Toilet
Catatan Selaksa Biru
Dari puing-puing peperangan akan terbangun masyarakat baru.
(Mao Tse-Tung)
Dongeng Pentagon lahir kembali dari masa kehancuran besar. Musim kemarau baru saja reda, tapi tiba-tiba saja di udaranya yang dingin, orang-orang gemetar ketakutan oleh kemungkinan Jokowi akan menggadaikan Indonesia. Curiga dan waswas menyelimuti. Berita yang dijatuhkan media di dunia maya meningkat jumlah dan mutunya sesuai dengan permintaan rasa curiga dan waswas. Apa yang terjadi?
Asing. Kata yang kini menyeruak. Semua dihubungkan dengan kata itu. Seolah tidak ada sesuatu yang pribumi. Yang tidak asing. Semua diberi label asing. Cina dan Amerika. Menjual negeri. Pribumi yang ketakutan. Khawatir yang berlebihan. Mungkin semacam penyakit. Seberapa berat ketakutan itu menjarah kewarasan kita. Menjadikan kita manusia penuh curiga. Tidak percaya. Apakah Yordania, Saudi Arabia, Mesir, Iran, dan Irak bukan asing?

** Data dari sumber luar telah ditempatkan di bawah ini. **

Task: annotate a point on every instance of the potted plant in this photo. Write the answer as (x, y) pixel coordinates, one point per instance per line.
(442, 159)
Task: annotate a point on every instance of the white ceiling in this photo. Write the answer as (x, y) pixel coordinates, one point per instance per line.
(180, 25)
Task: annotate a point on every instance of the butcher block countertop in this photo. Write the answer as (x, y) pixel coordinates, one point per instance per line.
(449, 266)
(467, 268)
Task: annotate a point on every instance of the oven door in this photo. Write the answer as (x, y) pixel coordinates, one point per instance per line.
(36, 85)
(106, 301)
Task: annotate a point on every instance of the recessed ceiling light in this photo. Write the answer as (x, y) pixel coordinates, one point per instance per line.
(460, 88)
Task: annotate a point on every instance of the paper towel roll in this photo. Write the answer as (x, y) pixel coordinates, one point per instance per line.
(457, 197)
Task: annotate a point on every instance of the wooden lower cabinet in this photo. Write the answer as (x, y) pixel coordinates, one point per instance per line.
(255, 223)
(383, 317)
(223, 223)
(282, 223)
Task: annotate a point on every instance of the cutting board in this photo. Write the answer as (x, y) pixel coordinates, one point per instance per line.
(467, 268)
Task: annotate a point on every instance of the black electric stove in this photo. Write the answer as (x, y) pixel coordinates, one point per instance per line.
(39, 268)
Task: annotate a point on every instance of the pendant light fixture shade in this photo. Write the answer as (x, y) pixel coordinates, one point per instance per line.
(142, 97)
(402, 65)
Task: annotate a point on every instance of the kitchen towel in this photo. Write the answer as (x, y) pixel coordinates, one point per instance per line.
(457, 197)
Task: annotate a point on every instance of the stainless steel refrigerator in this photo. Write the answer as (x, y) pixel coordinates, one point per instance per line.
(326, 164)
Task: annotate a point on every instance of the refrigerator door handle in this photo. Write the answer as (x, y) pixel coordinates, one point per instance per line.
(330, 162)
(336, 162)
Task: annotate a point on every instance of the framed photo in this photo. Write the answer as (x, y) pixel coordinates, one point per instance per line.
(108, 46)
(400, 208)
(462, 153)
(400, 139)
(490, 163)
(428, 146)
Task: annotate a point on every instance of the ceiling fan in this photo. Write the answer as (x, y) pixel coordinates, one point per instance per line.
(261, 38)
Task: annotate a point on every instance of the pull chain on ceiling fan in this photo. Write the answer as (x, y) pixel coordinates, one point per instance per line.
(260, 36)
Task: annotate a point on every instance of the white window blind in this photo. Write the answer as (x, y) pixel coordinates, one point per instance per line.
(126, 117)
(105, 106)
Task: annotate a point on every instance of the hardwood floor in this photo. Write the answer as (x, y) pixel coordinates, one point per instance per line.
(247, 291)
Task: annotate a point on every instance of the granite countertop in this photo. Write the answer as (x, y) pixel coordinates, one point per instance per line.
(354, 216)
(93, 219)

Maka baik kita kembali saja. Bernostalgia.
Ah, tiba-tiba saja ingat toilet dan Pentagon! Sekretariat organisasi mahasiswa penyuka sastra: ASAS lahir dari toilet. Ya, di toilet bekas, kantor Arena Studi Apresiasi Sastra lahir! Lahir dan bergulir (sekarang Lahir untuk Bergulir, red.), motonya.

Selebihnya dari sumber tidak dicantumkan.